I wipe my eyes with the back of my sleeve and lean in till her face is made up of pieces I'm so close, her freckles blurred, and I kiss her, like I've never kissed anybody, the divide fading between her body and mine.

“Taryn! Will! Dessert!” Sandra's voice travels across the garden in the night. We pull back, breathing like we've been wrestling.

“Are you okay?” I whisper.

“Sure,” says Taryn, dragging me up, the pattern of a half-moon pressed into her calf. The bones of her fingers thread through mine as she leads me along the path.

*   *   *

“They're good people,” says Dad, sticking the key in the ignition. “Do you want to drive?”

“No, you can,” I say, leaning into the headrest. I spot a star between the branches of a tree, more lucid than all the others in the night sky.

8. Is there such a thing as fate?

When we get home, Dad sprawls in front of the TV in the living room and I think about joining him but he flicks to the news. Adam's still out. I go into the study, turn on the computer, and go to Taryn's page on Facebook. She's online. I send her a message.

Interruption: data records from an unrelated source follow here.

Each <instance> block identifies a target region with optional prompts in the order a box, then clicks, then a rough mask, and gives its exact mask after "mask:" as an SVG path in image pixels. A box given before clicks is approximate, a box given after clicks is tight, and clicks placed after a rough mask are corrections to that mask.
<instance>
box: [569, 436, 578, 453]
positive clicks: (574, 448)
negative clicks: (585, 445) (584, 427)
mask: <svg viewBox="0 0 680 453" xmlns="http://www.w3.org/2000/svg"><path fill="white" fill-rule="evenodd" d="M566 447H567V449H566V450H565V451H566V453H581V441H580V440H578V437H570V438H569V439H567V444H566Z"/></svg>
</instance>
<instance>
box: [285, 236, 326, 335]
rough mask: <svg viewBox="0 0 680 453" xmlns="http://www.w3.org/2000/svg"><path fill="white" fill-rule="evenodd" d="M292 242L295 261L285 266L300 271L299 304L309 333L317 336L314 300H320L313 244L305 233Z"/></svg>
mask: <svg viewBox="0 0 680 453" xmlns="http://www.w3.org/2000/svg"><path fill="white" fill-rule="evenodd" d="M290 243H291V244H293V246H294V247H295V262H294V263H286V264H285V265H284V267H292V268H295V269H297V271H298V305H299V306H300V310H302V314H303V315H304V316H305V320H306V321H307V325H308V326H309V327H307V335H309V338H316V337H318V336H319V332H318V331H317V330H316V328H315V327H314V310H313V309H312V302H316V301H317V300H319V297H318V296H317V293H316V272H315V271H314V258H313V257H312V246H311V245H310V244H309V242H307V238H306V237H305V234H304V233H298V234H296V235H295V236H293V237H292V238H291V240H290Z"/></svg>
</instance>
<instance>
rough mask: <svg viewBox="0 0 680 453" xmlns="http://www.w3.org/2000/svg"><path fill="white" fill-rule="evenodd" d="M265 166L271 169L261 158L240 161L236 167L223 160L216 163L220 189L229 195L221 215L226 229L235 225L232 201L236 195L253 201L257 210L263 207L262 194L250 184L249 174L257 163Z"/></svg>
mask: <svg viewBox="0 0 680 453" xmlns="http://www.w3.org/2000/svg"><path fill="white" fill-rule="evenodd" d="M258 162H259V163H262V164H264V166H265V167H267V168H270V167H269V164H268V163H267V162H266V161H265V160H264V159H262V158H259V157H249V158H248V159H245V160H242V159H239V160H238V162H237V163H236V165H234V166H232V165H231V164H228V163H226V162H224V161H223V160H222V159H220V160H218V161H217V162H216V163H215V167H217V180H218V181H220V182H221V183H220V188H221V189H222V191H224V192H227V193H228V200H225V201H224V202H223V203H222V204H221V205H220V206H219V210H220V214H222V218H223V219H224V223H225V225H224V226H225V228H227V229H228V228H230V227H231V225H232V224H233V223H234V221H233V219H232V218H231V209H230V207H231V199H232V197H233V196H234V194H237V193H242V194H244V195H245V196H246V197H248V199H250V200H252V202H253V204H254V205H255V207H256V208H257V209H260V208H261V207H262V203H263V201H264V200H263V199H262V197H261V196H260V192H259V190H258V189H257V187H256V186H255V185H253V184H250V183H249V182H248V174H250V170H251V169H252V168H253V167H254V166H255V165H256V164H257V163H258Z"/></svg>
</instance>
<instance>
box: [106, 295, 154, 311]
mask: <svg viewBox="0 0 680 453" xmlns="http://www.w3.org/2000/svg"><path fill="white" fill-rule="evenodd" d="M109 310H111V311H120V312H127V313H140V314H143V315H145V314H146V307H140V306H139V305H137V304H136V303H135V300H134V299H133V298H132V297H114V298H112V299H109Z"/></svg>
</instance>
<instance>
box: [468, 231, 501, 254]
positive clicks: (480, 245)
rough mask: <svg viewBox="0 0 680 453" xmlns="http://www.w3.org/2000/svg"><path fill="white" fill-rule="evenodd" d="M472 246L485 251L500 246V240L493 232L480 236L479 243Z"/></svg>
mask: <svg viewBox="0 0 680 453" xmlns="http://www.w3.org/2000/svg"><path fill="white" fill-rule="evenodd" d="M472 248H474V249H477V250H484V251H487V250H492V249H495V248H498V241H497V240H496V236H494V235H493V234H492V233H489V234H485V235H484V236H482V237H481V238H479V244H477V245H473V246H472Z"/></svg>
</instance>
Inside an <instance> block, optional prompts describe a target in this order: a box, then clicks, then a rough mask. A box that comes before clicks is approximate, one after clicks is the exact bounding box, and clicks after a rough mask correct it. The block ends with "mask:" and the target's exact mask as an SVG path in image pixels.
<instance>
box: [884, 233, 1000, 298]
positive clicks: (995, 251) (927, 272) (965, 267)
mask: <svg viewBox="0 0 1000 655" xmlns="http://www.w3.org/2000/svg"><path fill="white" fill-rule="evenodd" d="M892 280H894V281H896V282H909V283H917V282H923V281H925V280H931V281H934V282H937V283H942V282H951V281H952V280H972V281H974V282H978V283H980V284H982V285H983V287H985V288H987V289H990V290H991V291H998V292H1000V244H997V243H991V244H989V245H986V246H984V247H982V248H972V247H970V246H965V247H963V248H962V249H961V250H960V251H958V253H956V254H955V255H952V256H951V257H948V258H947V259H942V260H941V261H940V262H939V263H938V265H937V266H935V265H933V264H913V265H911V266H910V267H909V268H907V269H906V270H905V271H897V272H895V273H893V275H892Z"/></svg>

I have a question for you.

Will

Sure,

T

If you were on the 102nd floor of the south tower of the World Trade Center when the roof was caving in, would you have jumped?

OK, that kind of question. Would I jump? I'd like to think I would. I've always wanted to fly. Hasn't everyone? To choose the way I die.

But imagine standing at the window, the glass all gone, the roar of the fire and the wind and the sirens below you, knowing you've got no chance of getting out alive, thinking, maybe, if I jump, something, some miracle might suck me through a window on a floor below. That my courage, my belief will save me. Single me out.

I'm not sure I believe in miracles, Will. At least they got to free-fall off a tower in Manhattan. There's a kind of poetry to that.

Will?

Poetry in death?

The light from the screen defines us against the dark. Poetry in death: I go into my room and from the box under my bed I pull out the photos I took the other day. When I've found the one I'm looking for, I return to the study, lay it facedown on the scanner, the image uploading in layers like a memory. I paste it into my album and send her the link.

Dream.

Dust. The ground moves beneath my feet. They are bare and now they no longer touch the earth. My body tips, my arms outstretched, the sun warm on my back. I rise higher, each movement of shoulder or wrist alters my direction. The wind buoys me and I soar, riding the thermals, beyond, so high.

Too high.

I dip my head, go into a dive. The ground is white and blurred below me but as I draw closer I see its details. The dust has turned to stone and ruptured into jagged rocks.

I plummet.

*   *   *

When I wake, the dream's still hanging over me and there's an image I can't quite let go of—a single white feather drifting to the ground. The house is subdued. It's only 8:05, too early for Dad and Adam to be gone. I try to remember what day it is; Thursday, I think. On the way home last night, Dad tried to talk about my exams coming up, about returning to things, but when I maintained my silence his focus went back to the road.

I haul myself up and go into the study to see if Taryn has replied. Fish are swimming across the screen.